Jack had been frustrated after a phone conversation with UNIT earlier in the day and had taken his bad mood out on the paper targets before being pulled away by a Rift alert. “Ah, sorry about that. I meant to go back down and clear up, but I sort of forgot.”
“No problem. I know you’ve got a lot on your mind today.” Ianto crossed the office to perch on the edge of Jack’s desk, gesturing to the box of photos open on his blotter, a picture of a vibrant, dark-haired girl on the top. “A year ago today. Are you okay?”
Jack smiled, nodding. “I think so. I took flowers to her grave this morning, early, and spent some time there. I can accept that she’s gone, but she should’ve died peacefully in her bed, not alone and cold in the dark, drowned by a freak storm. I wish I’d been there to help her.”
“It wasn’t your fault.”
“I know. The Faerie are fickle and capricious, they most likely would have killed Estelle no matter what I did, but knowing that doesn’t stop me wishing things could’ve turned out differently.”
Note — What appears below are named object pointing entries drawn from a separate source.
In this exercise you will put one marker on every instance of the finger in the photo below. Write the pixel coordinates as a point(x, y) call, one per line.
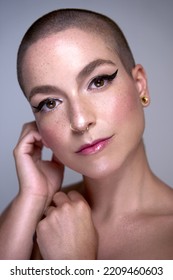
point(49, 210)
point(60, 198)
point(75, 196)
point(27, 127)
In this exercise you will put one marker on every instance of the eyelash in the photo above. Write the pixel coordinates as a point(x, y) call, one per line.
point(102, 78)
point(40, 107)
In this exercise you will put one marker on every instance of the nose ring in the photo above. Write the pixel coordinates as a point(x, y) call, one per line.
point(80, 131)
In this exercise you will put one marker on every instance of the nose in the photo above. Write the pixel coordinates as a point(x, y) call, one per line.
point(82, 116)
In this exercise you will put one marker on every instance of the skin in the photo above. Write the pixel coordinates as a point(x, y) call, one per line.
point(120, 197)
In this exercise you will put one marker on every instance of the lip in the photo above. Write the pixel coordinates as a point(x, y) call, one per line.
point(94, 147)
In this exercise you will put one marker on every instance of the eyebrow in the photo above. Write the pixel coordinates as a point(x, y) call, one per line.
point(89, 68)
point(86, 71)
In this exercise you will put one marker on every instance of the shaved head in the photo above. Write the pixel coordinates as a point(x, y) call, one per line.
point(88, 21)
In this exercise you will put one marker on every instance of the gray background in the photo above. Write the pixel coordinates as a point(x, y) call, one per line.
point(148, 26)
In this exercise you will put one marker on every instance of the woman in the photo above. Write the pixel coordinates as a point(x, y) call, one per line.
point(88, 98)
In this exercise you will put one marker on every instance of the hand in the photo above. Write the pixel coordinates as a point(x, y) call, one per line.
point(67, 232)
point(37, 178)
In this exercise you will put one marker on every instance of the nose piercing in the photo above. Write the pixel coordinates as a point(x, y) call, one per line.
point(80, 131)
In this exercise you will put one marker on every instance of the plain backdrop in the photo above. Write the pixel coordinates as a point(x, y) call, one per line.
point(148, 26)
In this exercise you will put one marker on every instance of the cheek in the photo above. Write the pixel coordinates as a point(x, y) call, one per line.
point(52, 134)
point(123, 106)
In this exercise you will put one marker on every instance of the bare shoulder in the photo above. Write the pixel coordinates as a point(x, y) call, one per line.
point(163, 199)
point(79, 187)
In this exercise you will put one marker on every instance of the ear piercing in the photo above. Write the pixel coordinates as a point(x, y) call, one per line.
point(145, 100)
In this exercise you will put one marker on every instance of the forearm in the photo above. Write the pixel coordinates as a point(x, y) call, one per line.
point(17, 227)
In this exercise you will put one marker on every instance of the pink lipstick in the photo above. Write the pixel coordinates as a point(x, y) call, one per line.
point(94, 147)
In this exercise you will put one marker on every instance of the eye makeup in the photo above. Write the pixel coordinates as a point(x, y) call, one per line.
point(102, 80)
point(47, 105)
Ianto nodded. “I know that feeling.”
“Yeah, I guess you do.”
Abruptly, Jack uncrossed his legs, got to his feet, and walked to the record player, which Ianto had bought for him to replace the one damaged beyond repair when they’d opened the Rift a few months back. Only the fact that Jack’s records were kept in sturdy storage cases had protected them from suffering a similar destruction. Turning the LP over, he pressed the button, setting it spinning again, and as the first notes of side two filled the air, he returned to Ianto, holding out his hand.
“Dance with me?”
Ianto hesitated a moment, then shrugged. “Why not?” Taking Jack’s offered hand, he let the other man pull him to his feet and into his arms. “I feel I should warn you that I’ve never done this with a man before; I’m used to leading, so if I trample all over your feet, you only have yourself to blame.”
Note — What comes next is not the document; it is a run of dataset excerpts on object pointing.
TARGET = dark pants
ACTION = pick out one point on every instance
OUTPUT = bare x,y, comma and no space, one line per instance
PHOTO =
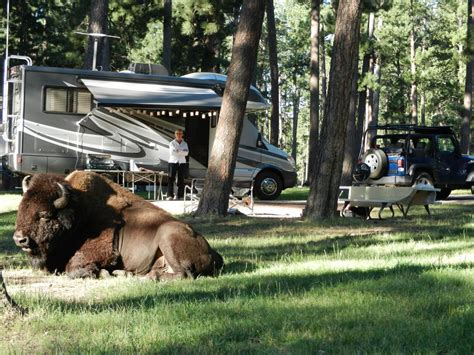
180,170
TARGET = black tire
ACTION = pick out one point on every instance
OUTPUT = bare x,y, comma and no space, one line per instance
268,185
377,160
424,179
443,194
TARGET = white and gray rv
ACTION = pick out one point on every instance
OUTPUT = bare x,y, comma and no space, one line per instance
58,120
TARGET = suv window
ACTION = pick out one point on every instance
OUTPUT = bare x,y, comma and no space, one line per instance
390,145
446,145
420,147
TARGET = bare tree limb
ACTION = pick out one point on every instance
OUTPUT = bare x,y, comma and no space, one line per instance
8,298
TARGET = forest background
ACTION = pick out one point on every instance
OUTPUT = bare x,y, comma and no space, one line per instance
413,54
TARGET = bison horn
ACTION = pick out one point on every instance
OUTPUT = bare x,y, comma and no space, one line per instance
25,183
62,200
“I’ll risk it,” Jack replied, leaning in for a brief kiss before pulling Ianto closer, swaying them gently to the music. It wasn’t like it had been with Estelle all those years ago, she’d been so tiny whereas Ianto was perhaps a fraction taller than Jack, but as they shuffled slowly around the floor together, with Ianto gradually adjusting to being led, Jack smiled contentedly to himself, breathing in the warm aroma of coffee and a faint hint of Ianto’s shampoo.
Spinning his partner, Jack dipped him, almost dumping both of them on the floor but just managing to remain upright, Ianto clinging to him for dear life. “Twpsyn!” Ianto grumbled good-naturedly as they righted themselves. “A bit of warning would have been nice. You’ll put your back out if you’re not careful. Or mine,” he added as an afterthought.
“Okay, next time I’ll warn you first,” Jack grinned
Yes, it was different, but that didn’t mean it couldn’t be just as good. Maybe in some ways it was even better, because unlike Estelle, with Ianto he could be completely honest.